Step 1: Since 8153 > 3245, we apply the division lemma to 8153 and 3245, to get
8153 = 3245 x 2 + 1663
Step 2: Since the reminder 3245 ≠ 0, we apply division lemma to 1663 and 3245, to get
3245 = 1663 x 1 + 1582
Step 3: We consider the new divisor 1663 and the new remainder 1582, and apply the division lemma to get
1663 = 1582 x 1 + 81
We consider the new divisor 1582 and the new remainder 81,and apply the division lemma to get
1582 = 81 x 19 + 43
We consider the new divisor 81 and the new remainder 43,and apply the division lemma to get
81 = 43 x 1 + 38
We consider the new divisor 43 and the new remainder 38,and apply the division lemma to get
43 = 38 x 1 + 5
We consider the new divisor 38 and the new remainder 5,and apply the division lemma to get
38 = 5 x 7 + 3
We consider the new divisor 5 and the new remainder 3,and apply the division lemma to get
5 = 3 x 1 + 2
We consider the new divisor 3 and the new remainder 2,and apply the division lemma to get
3 = 2 x 1 + 1
We consider the new divisor 2 and the new remainder 1,and apply the division lemma to get
2 = 1 x 2 + 0
The remainder has now become zero, so our procedure stops.
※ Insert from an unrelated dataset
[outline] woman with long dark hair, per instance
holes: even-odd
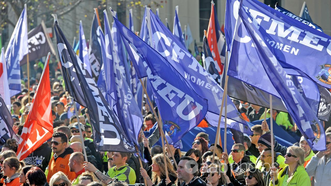
[[[146,179],[147,186],[166,186],[166,168],[164,160],[164,155],[163,154],[157,154],[152,158],[152,179],[143,168],[140,168],[140,173],[144,178]],[[177,174],[173,169],[173,166],[167,157],[166,157],[166,166],[168,170],[169,178],[172,183],[176,184],[177,179]]]

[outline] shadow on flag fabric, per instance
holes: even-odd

Since the divisor at this stage is 1, the HCF of 3245 and 8153 is 1
Notice that 1 = HCF(2,1) = HCF(3,2) = HCF(5,3) = HCF(38,5) = HCF(43,38) = HCF(81,43) = HCF(1582,81) = HCF(1663,1582) = HCF(3245,1663) = HCF(8153,3245) .
Here are some samples of HCF using Euclid's Algorithm calculations.
1. What is the Euclid division algorithm?
Answer: Euclid's Division Algorithm is a technique to compute the Highest Common Factor (HCF) of given positive integers.
2. what is the HCF of 3245, 8153?
Answer: HCF of 3245, 8153 is 1 the largest number that divides all the numbers leaving a remainder zero.
3. How to find HCF of 3245, 8153 using Euclid's Algorithm?
Answer: For arbitrary numbers 3245, 8153 apply Euclid’s Division Lemma in succession until you obtain a remainder zero. HCF is the remainder in the last but one step.